Depuis presque deux décennies, radars et ultrasons se disputent âprement le marché de la mesure de niveau sans contact dans le domaine de l’eau. Les sauts technologiques successifs associés à de substantielles baisses de prix permettent au radar de se démocratiser. Les nouveaux capteurs radars sortis ces derniers mois élargissent un peu plus encore les champs d’applications d’une technique désormais capable de répondre à de nombreuses applications au meilleur coût. Doit-on pour autant mettre du radar partout ? Si, dans le domaine du sans contact, la technologie tend à prendre l’ascendant, l’ultrasonique conserve des avantages sur certaines applications. Explications.
Eau potable, eaux usées, eaux industrielles…. La mesure de niveau, qu’elle concerne les liquides, les pulvérulents ou les solides, est l’une des mesures les plus pratiquées.
Binaire en détection de seuil sur des cuves, silos, bassins, réservoirs de stockage ou même forages, elle permet de se protéger contre un éventuel débordement ou au contraire contre une marche à sec. Elle facilite également la gestion des stocks de produits comme la chaux ou le charbon actif en déclenchant un réapprovisionnement, ou encore la gestion des boues.
Proportionnelle en mesure continue, elle permet de disposer d’une série de mesures permettant de connaître précisément le niveau d’un produit et ainsi de surveiller ou d’optimiser le bon déroulement d’un process.
La mesure de niveau est en réalité une mesure indirecte fondée sur la distance, le niveau étant déterminé par soustraction de la distance entre le capteur et la surface du produit à mesurer au sein d’un contenant. Elle nécessite donc de connaître parfaitement la géométrie de ce contenant, ses dimensions et les propriétés du produit à mesurer pour bénéficier pleinement de la précision offerte par les instruments de mesure actuels.
Trois techniques sont particulièrement utilisées dans le domaine de l’eau : les capteurs de pression hydrostatique, les ultrasons et les radars à ondes électromagnétiques libres, ces deux dernières étant sans contact avec le produit.
Les capteurs de pression hydrostatique « qui concernent encore aujourd’hui plus de 50 % des applications » selon Raphaël Brie, Chef de marché Environnement et Energie chez Endress+Hauser, reposent sur la relation physique associant pression, hauteur et densité.
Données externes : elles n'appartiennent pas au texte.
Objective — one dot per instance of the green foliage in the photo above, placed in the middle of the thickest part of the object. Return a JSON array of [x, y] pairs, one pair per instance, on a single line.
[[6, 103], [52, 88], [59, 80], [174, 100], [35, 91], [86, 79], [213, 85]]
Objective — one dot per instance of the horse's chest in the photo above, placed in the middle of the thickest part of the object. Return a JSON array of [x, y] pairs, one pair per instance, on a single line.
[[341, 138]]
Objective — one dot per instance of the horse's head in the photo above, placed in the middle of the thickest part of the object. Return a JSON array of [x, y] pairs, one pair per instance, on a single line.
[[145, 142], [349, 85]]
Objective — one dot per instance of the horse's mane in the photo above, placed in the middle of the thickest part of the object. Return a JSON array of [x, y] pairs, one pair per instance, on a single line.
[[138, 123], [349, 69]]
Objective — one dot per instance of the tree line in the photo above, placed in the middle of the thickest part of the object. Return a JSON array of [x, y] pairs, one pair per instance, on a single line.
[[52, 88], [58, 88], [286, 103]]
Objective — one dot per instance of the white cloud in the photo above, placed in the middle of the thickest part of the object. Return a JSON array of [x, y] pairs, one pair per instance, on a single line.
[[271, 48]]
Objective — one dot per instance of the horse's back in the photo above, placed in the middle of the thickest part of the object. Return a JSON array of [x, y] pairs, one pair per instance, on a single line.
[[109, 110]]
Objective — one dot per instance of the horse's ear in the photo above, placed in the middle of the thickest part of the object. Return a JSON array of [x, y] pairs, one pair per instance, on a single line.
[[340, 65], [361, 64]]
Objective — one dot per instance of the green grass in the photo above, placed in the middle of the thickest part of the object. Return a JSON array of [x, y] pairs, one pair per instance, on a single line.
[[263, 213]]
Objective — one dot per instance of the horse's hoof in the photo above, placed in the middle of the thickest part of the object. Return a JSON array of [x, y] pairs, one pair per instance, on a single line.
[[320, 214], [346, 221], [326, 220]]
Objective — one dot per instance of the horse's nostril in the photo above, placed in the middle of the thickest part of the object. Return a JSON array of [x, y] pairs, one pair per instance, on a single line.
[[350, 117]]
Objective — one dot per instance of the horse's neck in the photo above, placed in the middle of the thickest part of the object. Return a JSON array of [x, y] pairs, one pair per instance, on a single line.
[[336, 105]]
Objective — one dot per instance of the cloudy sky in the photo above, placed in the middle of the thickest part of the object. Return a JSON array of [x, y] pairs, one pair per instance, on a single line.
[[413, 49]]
La mesure de la pression détermine le niveau du liquide en fonction de sa masse volumique.
La mesure de niveau ultrasonique repose sur un principe diffèrent qui consiste à évaluer la distance par une mesure du temps nécessaire pour qu’un signal ultrasonique fasse l’aller-retour entre le capteur et la surface du produit à mesurer.
La mesure par radar à ondes électromagnétiques libres repose quant à elle sur un principe en apparence assez similaire, si ce n’est que le signal émis n’est pas un ultrason (KHz) mais une onde électromagnétique (GHz). « Le capteur, installé au-dessus du produit à mesurer, émet des signaux à micro-ondes en direction du produit qui les réfléchit. C’est le temps de parcours de ces micro-ondes qui permet au capteur de calculer le niveau du liquide ou du solide », explique Luc Heusch, Responsable des ventes France chez Vega Technique. Conséquences de ce distinguo apparemment anodin ? L’ultrason, pour se propager, s’appuie sur les molécules d’air dont il dépend directement, contrairement au radar qui s’en affranchit, devenant ainsi indépendant des caractéristiques d’un ciel gazeux. Cette particularité a très tôt placé le radar en concurrence directe avec la mesure de niveau par ultrasons sur les applications les plus exigeantes. En clair, celles rendant une mesure par ultrasons difficile ou instable : présence de turbulences en surface, mousses, vapeur, vents latéraux, gradients de températures… etc.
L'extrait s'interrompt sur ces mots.